- Born: 17 January 1898 Birkenhead
- Died: 27 January 1983 (aged 85) Caenby, Lincolnshire
- Occupations: engineer, teacher, trainer

= Sheila Leather =

Sheila Leather (17 January 1898 - 27 January 1983) was an engineer, business owner and president of the Women's Engineering Society in 1950–51.

== Early life ==
Sheila Leather was born in Birkenhead, Cheshire on 17 January 1898 to Annie (née Lyon) and John Walter Leather, an analytical chemist. She had two sisters, Alice Muriel born in 1889 and Wenonah Hardwick born in 1890. Her father was the head of the chemical department at the Imperial Agricultural Research Institute established in 1904 at Pusa in Bihar, India.

Leather was a boarder at Liverpool High School for Girls in 1911, and it is assumed both her older sisters were in India with their father, as Alice Muriel married Claud Mews Mackenzie Hutchinson in 1914. Her other sister Wenonah Hardwick married Eric Cecil Ansorge in 1915. Both weddings took place in Pusa.

== Career ==
Before the Second World War Leather was a Physical Training Lecturer at Hockerill Teacher Training College, Bishop Stortford Hertfordshire, having trained in the revolutionary Bergman-Österberg method of exercise for women, probably at Madame Bergman-Osterberg's Dartford College.

Leather was an amateur engineer in 1940 and was one of the first women trainees to attend the courses run by the Women's Engineering Society held at the Beaufoy Institute in Lambeth to prepare women for engineering war work. She showed such aptitude at the Hawker aircraft factory where she was sent (working on Typhoons and Hawker Tempests) that she was promoted from the shopfloor to more responsible posts in production planning. In March 1943 she was recruited by the UK government's Ministry of Labour to be one of its Women Technical Officers advising on the employment of women in heavy industry, and was posted for some time to Newcastle upon Tyne. She went on to train others in people management and supervision skills, being appointed a TWI (Training Within Industry) Trainer in 1944.

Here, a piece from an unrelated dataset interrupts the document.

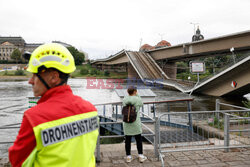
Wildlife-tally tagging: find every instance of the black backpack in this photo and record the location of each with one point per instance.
(129, 113)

Along with another WES member, Verena Holmes, Leather set up a small engineering company, Holmes & Leather Ltd, in Gillingham, Kent in 1946 employing only women to make small paper-cutting guillotines that could be used safely in schools. Both of her sisters had invested in the company.

== Women's Engineering Society ==
She joined the Women's Engineering Society (WES) in 1941 and became a regular contributor to The Woman Engineer magazine, and taking part in a broadcast to America about her work in 1942. She was elected to the WES Council in September 1942 and Vice President alongside Elsie Eleanor Verity in 1947.

In 1950-51 Leather was elected president of the Women's Engineering Society succeeding Frances Heywood in the role. She campaigned for equal pay in the sector and visited schools to encourage girls to take up engineering as a profession. In 1950, she, Winifred Hackett and Ira Rischowski published a report on equal pay for women in engineering, which concluded that there was "no justification for lower salary scales for women".

In 1951 she spoke on training in industry at the conference of the Women's Engineering Society, on BBC Woman's Hour and joined the equal pay committee of the British Federation of Business and Professional Women, thenbeing elected Vice Chair of the organisation. Leather hosted Beatrice Hicks, President of the recently formed American Society of Women Engineers when she visited the Festival of Britain. Leather was succeeded as WES President by Ella Mary Collin.

== Later life ==
In retirement she enjoyed acting as a volunteer guide in Lincoln Cathedral.

Sheila Leather died aged 85, at the Caenby Nursing Home in Lincolnshire on 27 January 1983.